The strategy also strengthens the role of the Disclosure and Barring Service (DBS) to ensure anyone with a conviction or civil order for terrorist or extremist activity is automatically banned from working with children and vulnerable people in the same way as individuals convicted of sexual offenses against children.
Around 5,000 children were in institutions affected by the Trojan Horse plot, where extremists gained control of several schools in Birmingham. Separate barred lists are maintained for work with children and work with adults.
The UK government is investing £5 million this year to build a national network of grassroots organizations to challenge all forms of extremist ideology.
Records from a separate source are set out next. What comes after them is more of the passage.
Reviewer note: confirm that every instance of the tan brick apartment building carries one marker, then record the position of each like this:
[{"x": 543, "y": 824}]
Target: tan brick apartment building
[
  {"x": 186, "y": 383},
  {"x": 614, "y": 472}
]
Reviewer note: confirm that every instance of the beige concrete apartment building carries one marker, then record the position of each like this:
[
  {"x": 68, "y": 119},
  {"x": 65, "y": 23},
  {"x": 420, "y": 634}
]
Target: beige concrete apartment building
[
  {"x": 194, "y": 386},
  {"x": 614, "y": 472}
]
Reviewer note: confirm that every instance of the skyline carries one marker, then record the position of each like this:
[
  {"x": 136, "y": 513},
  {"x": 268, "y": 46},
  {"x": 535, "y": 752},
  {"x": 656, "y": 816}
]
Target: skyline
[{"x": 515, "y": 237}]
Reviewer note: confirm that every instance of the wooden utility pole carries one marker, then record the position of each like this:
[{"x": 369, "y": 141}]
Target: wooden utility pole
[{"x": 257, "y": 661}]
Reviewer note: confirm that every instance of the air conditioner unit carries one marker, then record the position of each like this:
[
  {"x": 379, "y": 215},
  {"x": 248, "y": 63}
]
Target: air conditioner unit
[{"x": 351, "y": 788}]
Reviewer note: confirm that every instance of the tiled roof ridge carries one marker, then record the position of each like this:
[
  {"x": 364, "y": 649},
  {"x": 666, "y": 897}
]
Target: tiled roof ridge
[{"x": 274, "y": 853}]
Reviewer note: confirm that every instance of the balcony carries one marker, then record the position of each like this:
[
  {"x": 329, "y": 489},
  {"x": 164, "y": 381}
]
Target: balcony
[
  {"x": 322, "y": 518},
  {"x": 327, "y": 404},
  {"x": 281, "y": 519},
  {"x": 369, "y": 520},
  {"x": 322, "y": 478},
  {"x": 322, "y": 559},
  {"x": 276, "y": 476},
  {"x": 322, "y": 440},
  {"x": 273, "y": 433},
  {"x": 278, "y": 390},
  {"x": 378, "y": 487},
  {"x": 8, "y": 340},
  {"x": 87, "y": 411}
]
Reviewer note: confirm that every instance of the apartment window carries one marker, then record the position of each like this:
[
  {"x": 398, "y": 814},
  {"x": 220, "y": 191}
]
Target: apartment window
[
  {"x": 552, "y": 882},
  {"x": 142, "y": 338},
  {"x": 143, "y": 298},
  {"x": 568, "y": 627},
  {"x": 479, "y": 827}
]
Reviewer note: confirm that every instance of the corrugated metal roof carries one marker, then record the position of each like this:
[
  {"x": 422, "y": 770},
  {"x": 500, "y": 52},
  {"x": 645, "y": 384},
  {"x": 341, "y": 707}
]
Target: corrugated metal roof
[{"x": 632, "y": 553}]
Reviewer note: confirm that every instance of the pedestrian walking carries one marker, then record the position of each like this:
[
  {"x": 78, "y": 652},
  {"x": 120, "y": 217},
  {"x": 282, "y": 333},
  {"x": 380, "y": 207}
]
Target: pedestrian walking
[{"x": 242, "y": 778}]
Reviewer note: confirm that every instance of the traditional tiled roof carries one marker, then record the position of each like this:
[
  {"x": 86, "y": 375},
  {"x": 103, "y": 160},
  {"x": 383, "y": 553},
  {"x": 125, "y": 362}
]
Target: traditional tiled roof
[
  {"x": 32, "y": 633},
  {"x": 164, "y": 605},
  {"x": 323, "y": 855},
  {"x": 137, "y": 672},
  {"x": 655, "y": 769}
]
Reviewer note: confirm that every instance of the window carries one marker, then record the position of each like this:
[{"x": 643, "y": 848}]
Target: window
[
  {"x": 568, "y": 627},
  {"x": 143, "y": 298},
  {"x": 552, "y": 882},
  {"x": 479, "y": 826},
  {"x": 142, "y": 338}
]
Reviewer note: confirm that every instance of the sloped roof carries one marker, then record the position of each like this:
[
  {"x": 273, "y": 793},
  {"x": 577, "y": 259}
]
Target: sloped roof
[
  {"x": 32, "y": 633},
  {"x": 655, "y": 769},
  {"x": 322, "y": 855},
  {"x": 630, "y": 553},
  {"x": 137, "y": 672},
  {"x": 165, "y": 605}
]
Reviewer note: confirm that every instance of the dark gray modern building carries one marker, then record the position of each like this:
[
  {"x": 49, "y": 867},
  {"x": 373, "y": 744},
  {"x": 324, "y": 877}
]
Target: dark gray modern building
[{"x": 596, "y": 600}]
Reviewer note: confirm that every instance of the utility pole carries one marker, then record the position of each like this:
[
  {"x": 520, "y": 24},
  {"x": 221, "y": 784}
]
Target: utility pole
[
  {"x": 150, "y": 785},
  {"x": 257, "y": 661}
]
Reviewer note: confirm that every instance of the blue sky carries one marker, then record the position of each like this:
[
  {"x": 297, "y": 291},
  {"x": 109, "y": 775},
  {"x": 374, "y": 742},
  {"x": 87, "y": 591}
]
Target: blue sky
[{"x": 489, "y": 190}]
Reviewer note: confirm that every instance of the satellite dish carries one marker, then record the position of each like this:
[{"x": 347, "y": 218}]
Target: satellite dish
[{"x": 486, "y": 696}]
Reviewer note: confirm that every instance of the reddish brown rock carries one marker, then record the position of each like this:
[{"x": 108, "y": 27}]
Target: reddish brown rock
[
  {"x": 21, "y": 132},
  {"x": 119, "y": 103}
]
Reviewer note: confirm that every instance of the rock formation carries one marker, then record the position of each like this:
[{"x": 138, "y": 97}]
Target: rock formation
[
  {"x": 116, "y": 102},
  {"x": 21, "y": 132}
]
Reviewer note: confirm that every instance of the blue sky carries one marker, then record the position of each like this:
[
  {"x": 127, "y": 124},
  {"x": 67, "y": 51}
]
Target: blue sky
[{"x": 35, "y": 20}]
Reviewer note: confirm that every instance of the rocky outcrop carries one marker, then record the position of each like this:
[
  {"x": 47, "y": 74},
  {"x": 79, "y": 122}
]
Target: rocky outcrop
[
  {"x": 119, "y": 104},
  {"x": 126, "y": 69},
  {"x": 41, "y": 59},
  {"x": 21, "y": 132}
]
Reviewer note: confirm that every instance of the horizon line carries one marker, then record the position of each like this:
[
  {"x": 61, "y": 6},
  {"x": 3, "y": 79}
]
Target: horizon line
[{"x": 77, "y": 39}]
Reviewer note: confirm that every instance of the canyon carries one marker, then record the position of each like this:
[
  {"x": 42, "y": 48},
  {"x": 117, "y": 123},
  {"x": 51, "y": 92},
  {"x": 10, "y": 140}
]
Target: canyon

At the heart of the new strategy is a partnership approach to strengthen community resilience and promote a coalition to speak out, challenge and ultimately defeat extremism.
The new funding, initially for this fiscal year, will be dedicated to providing direct and in-kind practical support to groups to expand the reach and scale of their work to confront extremism, and develop credible alternative narratives to the dangerous views propagated by extremists. This could include social media training, technical assistance to enable a small charity to set up a website, and targeting funding for specific projects.
“We need to systematically confront and challenge extremism and the ideologies that underpin it, exposing the lies and the destructive consequences it leaves in its wake,” Cameron pledged. “We have to stop it at the start – stop this seed of hatred even being planted in people’s minds and cut off the oxygen it needs to grow.”
The new strategy also further develops the partnership between industry, police and government to remove terrorist and extremist material online, building on the successful joint industry, government and police work to take down child abuse images online.
The past 18 months has seen a big change in the way extremists use the Internet to target their radical ideology directly at youth. According to recent research from the Quilliam Foundation, previously reported by Homeland Security Today, ISIS produces 38 unique pieces of high-quality propaganda every day which is then disseminated widely by a network of thousands of ISIS supporters and sympathizers all over the world. And extremists are increasingly using the Internet to inspire radicalizers to groom new recruits through online peer-to-peer relationships.
Announcing the new strategy, Home Secretary Theresa May said the rise of ISIS is particularly alarming, driven in part by their sophisticated use of the Internet and social media. “But,” she said, “the threat posed by extremists is not limited to violence, nor to Islamist extremism. The rise of neo-Nazi groups, and the increase in antisemitic and anti-Muslim hatred is deeply concerning.”
“Where non-violent extremism goes unchallenged, the values that bind our society together fragment," she stated. "Women’s rights are eroded, intolerance and bigotry become normalized, minorities are targeted and communities become separated from the mainstream.”
“Such behavior cannot go uncontested,” May concluded. “We will systematically confront and challenge extremist ideology, exposing it for the lie it is. And we will thwart its destructive consequences. We will disrupt all those who seek to spread hate and we will prosecute all those who break the law. But most importantly of all, we will stand up for all those who know that in Britain we are stronger together. Because when we join up all the voices of those who want to defeat extremism, they are louder and more powerful than the voices of those who seek to divide us.”
In recent days, videos taken on mobile phones on London public transport have flooded social media. The videos show passengers verbally assaulting and threatening to physically assault co-passengers perceived to be Muslims. At least one arrest was made as a result of the videos. Successfully confronting Islamophopbia could be the UK government’s greatest weapon in fighting Islamic extremism.